If you live and work in a city and feel a creeping claustrophobia eating away at your insides, then you may also have experienced a similar desire to escape the rubbish of modern life and justified the expense with the sound fiscal reasoning that to upgrade your inner-city condo would exceed the price of a fisherman's cottage on the coast.

Unfortunately, property pipe dreams have a habit of escalating beyond all reasonable proportion. Hence the romantic cottage begets bigger ambitions. Eurostarryeyed notions of the speed of travel, and the liberating technological miracles of e-mail and the Internet, seem to combine to put those ramshackle French chateaux dangled like carrots by property sections within the reach of the average working man (so long as he has a spare pounds 250,000 on top of the asking price for the restoration work).

Then a mate's tale about a friend who invented the credit card hologram and retired to make sweet music on a Mediterranean island instilled in me a new, golden-beached fantasy. After a few months I found my dream home on Tago Mago, a small island within windsurfing distance of Ibiza. The previously uninhabited villa was nothing over the top: four-bedrooms, and the usual decor of whitewashed walls and terracotta tiled floors.

True it had small tower, with panoramic views, a verandah and a swimming pool but it had no garden of which to speak (although even I could hack back a few rosemary bushes, if only to startle the island's unique lizards (podarcis pityusensis tagomagensis), and catch a flash of shimmering turquoise as they scuttled for fresh pastures.

The agent, Knight Frank's (0171-629 8171) asking price, $4,850,000 (around pounds 3m), was a little out of my target price range, yet it seemed worth every peseta. Why? Because the freehold, built for minor nobility but never inhabited, is not for the building but more or less the whole islet: an arid, spaghetti western scrubland stretched like a drum skin over gaunt, pocked granite cliffs rising out of azure waters. The Spanish government have retained a small chunk, on which stands an unmanned lighthouse.

OK, I admit my sights were set 20 to 113 metres too high, and 145 acres too wide and island buying is predominantly, although not exclusively, the preserve of millionaires. There are between three and five thousand inhabitable islands in private hands around the globe, around 500 of which are on the market each year. Recent price tags have ranged from US$22,000 (Dun Moraig in Scotland) to US$500m for Governors Island (173 acres featuring an 18th Century fort, various military installations and a Burger King within baseball striking distance of Manhattan).

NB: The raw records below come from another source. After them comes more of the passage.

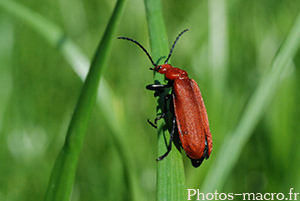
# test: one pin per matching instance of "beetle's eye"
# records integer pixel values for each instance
(157, 68)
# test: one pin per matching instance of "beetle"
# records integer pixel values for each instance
(189, 112)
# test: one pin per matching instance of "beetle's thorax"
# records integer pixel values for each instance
(171, 73)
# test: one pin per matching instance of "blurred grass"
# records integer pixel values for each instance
(38, 93)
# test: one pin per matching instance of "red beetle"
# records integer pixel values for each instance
(189, 109)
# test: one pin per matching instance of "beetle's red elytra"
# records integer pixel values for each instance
(189, 111)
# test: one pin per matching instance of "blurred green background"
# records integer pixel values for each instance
(228, 49)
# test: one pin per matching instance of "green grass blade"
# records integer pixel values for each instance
(80, 64)
(170, 171)
(64, 170)
(265, 91)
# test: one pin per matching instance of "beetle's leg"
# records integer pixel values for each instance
(158, 88)
(170, 142)
(162, 115)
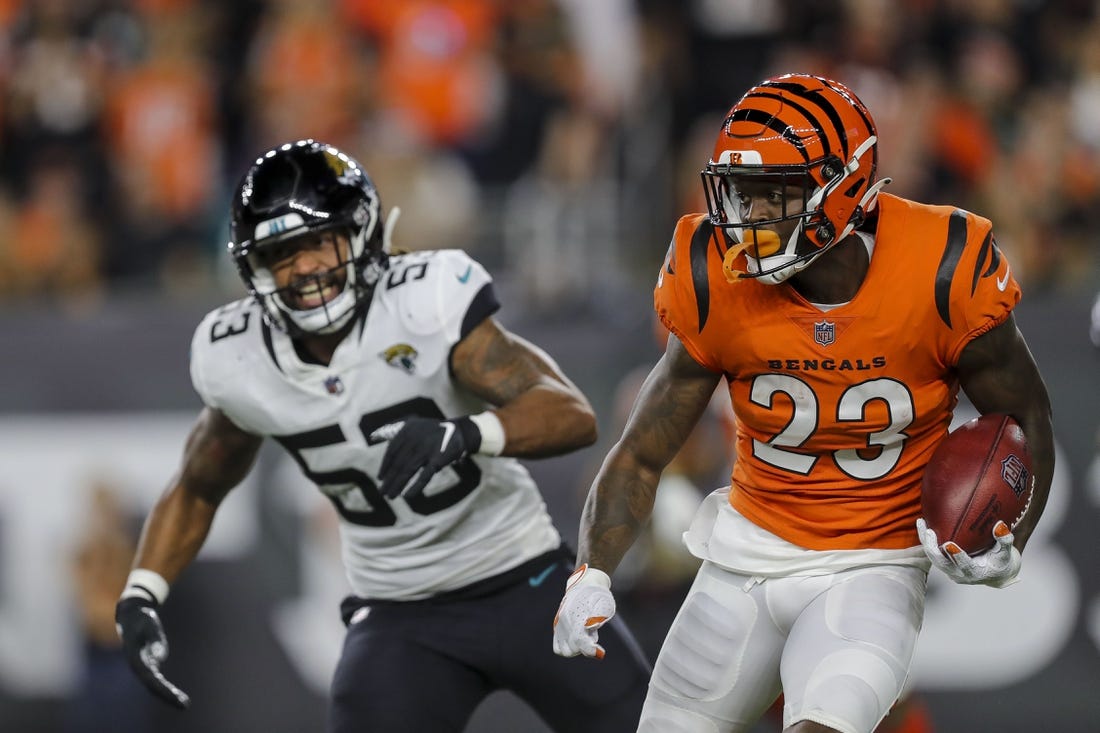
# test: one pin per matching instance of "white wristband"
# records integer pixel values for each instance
(146, 583)
(492, 431)
(589, 576)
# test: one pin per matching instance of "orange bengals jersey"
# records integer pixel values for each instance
(839, 411)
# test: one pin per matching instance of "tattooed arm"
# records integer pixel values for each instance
(670, 403)
(217, 457)
(541, 411)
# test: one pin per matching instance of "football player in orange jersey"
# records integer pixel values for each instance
(844, 323)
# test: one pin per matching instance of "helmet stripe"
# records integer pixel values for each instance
(817, 98)
(770, 121)
(810, 118)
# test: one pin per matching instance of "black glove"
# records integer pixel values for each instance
(424, 445)
(146, 647)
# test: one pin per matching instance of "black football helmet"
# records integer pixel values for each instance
(307, 187)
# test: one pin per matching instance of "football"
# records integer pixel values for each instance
(981, 472)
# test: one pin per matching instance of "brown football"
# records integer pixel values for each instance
(981, 472)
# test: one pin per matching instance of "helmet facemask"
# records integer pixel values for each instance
(353, 273)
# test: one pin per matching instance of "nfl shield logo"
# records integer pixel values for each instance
(824, 332)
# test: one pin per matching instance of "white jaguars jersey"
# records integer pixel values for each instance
(476, 518)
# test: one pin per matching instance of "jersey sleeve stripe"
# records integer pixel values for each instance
(982, 253)
(953, 252)
(483, 306)
(700, 274)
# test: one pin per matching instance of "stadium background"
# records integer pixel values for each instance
(557, 141)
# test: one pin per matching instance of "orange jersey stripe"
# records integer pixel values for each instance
(838, 412)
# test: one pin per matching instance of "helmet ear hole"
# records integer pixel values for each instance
(299, 188)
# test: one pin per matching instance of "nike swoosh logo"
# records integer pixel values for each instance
(535, 581)
(448, 431)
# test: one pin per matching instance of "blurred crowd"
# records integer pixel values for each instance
(554, 140)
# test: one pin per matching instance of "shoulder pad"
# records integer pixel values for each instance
(432, 291)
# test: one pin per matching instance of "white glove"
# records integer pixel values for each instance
(586, 605)
(997, 567)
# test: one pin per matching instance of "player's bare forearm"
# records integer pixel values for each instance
(541, 411)
(669, 404)
(617, 506)
(998, 373)
(216, 458)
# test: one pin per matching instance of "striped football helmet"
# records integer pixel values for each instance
(803, 134)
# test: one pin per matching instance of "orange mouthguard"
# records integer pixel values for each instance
(759, 243)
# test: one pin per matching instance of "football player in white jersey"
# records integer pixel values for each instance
(392, 385)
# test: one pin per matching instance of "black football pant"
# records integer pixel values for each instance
(424, 666)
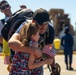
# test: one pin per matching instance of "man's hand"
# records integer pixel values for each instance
(38, 53)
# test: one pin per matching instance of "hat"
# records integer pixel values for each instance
(41, 16)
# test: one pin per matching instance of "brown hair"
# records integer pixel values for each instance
(1, 2)
(26, 32)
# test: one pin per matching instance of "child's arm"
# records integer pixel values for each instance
(32, 64)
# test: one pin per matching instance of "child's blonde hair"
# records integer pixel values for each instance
(26, 32)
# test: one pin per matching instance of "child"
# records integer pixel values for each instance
(25, 63)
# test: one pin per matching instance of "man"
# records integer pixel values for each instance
(41, 18)
(5, 8)
(67, 42)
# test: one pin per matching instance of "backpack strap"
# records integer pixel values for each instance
(3, 21)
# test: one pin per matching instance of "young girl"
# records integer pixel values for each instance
(25, 63)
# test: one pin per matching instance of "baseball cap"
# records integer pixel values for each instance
(41, 16)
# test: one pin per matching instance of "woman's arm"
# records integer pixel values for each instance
(15, 44)
(32, 64)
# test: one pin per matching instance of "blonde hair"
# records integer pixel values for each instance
(26, 32)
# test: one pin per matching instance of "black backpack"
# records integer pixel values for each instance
(15, 21)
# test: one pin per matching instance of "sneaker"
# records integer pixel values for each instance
(70, 68)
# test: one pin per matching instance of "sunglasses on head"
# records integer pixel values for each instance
(3, 8)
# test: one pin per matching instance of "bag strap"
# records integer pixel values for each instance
(3, 21)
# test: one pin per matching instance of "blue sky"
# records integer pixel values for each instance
(69, 6)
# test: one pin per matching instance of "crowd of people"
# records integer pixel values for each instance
(28, 41)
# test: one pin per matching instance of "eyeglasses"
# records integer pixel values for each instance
(3, 8)
(45, 23)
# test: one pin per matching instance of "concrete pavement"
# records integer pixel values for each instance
(59, 59)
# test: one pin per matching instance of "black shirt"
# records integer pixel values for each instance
(47, 37)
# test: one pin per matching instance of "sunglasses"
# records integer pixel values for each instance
(3, 8)
(43, 23)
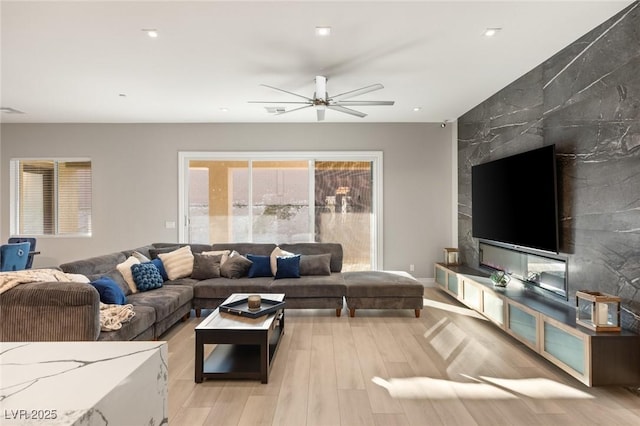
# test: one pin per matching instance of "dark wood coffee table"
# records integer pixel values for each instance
(245, 347)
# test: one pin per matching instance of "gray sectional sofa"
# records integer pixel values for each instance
(59, 311)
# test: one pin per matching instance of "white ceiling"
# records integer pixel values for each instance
(70, 61)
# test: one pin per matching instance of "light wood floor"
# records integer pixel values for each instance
(449, 367)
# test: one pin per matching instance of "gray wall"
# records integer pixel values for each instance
(135, 178)
(586, 101)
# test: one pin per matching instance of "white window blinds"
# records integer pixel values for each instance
(51, 197)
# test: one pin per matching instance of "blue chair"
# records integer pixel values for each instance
(32, 248)
(14, 257)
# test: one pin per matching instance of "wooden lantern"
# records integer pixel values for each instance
(598, 311)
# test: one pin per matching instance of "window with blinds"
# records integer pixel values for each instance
(51, 197)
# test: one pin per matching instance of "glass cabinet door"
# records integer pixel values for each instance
(523, 324)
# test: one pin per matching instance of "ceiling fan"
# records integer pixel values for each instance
(321, 100)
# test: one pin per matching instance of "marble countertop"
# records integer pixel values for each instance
(64, 382)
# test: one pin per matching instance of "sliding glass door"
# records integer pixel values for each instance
(284, 198)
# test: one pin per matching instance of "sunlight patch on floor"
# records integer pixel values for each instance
(434, 389)
(451, 308)
(445, 337)
(481, 388)
(538, 388)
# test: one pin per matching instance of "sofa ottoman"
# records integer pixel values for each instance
(382, 290)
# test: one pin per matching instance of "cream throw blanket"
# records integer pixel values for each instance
(10, 279)
(111, 316)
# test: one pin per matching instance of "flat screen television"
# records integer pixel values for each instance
(514, 200)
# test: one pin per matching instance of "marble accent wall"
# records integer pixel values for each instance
(586, 101)
(83, 383)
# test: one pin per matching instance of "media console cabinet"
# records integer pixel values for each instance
(548, 327)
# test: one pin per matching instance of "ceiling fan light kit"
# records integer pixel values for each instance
(321, 100)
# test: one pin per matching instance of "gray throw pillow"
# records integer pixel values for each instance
(236, 267)
(315, 264)
(116, 276)
(205, 266)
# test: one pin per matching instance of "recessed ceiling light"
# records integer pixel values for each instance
(151, 32)
(490, 32)
(323, 31)
(9, 110)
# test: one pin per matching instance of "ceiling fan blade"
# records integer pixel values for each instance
(278, 102)
(321, 88)
(286, 91)
(358, 92)
(364, 103)
(347, 110)
(295, 109)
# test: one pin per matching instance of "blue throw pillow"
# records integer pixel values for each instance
(110, 292)
(288, 267)
(261, 266)
(146, 276)
(158, 262)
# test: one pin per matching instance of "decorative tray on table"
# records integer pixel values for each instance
(241, 308)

Some people are even serial buyers. Professional lateral thinker Edward de Bono has three spread across three continents and Swiss chicken drumstick magnate Dieter Kathmann had laid his hands on a dozen nest eggs before he died in 1987.

A handful of companies specialise in selling islands, including Sotheby's International, Jean-Marc Levet & Partners, and browsing the Net can also reap dividends (start searching with "private islands"). The Mecca, though, for keys, isles and archipelagos of all shapes, sizes and prices is Vladi Private Islands (49 40 338989), a Hamburg/Nova Scotia-based company owned by isle-selling entrepreneur Farhad Vladi.

Vladi has sold over 500 in his 25 years in the business, and has also expanded his business to include island renting, something recommended before purchase. However with rentals running to as much as $8,000 for a week on Fisherman Island in Maine and US5,200 a day for the 72-acre Little St James in the Virgin Islands, not including flights, it's clear most people couldn't even afford to visit these places for a once in a lifetime trip, let alone to come as prospective purchasers.

Fortunately, an alternative may soon be to hand. A year ago, the ubiquitous Wallpaper* magazine showcased an idea by design company Softroom, for a floating pod which you hitched to the back of a motorboat, drove out into the ocean and then inflated. Hey, presto, instant island, replete with decking, bar, bedchamber and fibreglass seats. No man is an island but, who knows, one day all men will be able to buy a portable one from IKEA.

In the meantime, Knight Frank have recently added the 28 acre Dinish Island to their books, in County Kerry. If it's the island I remember from when I drove through moonlike Burren up to Galway, then it's a verdant isle, with a house you glimpse between woodland as the road weaves along the Kenmare estuary; a far cry from the deserted crofters islands exposed to brutal winds further up the west coast. If there are any rich Americans for whom the asking price of IRpounds 1.5m is a mere oil drop in the ocean, I'd be more than happy to housesit in the adjoining five-bedroom cottage for the 11 months of the year you're not around.

Steer Clear Of...

n Bikini Atoll: Even hotter property than Three Mile Island.

n Tracey Island: Fantastic playboy pad ruined by plastic palms, noisy air traffic and the risk of decapitation when the swimming pool slides back for Thunderbird 1.

n Gruinard: Britain tested shells spiked with anthrax spores on this Scottish Island during the Second World War. It's off limits for 100 years.

n Anywhere near Necker Island. Do you really want to be within easy ballooning distance of Richard Branson?

Five Famous

Islanders

n Marlon Brando bought a very wild one back in 1967: the South Pacific atoll, Tetiaoroa.

n John Wayne liked true grit in his picnic hamper, so bought the Panamanian hide-out, Taborcillo.

n Rudolph Nureyev invested in Galli Island, near Capri; it sold for $5m.

n Tony Curtis didn't always like it hot; bought Rocky Island, off Nova Scotia.

n Aristotle Onassis bought his own burial mound - the island of Skorpios in the lonian Sea.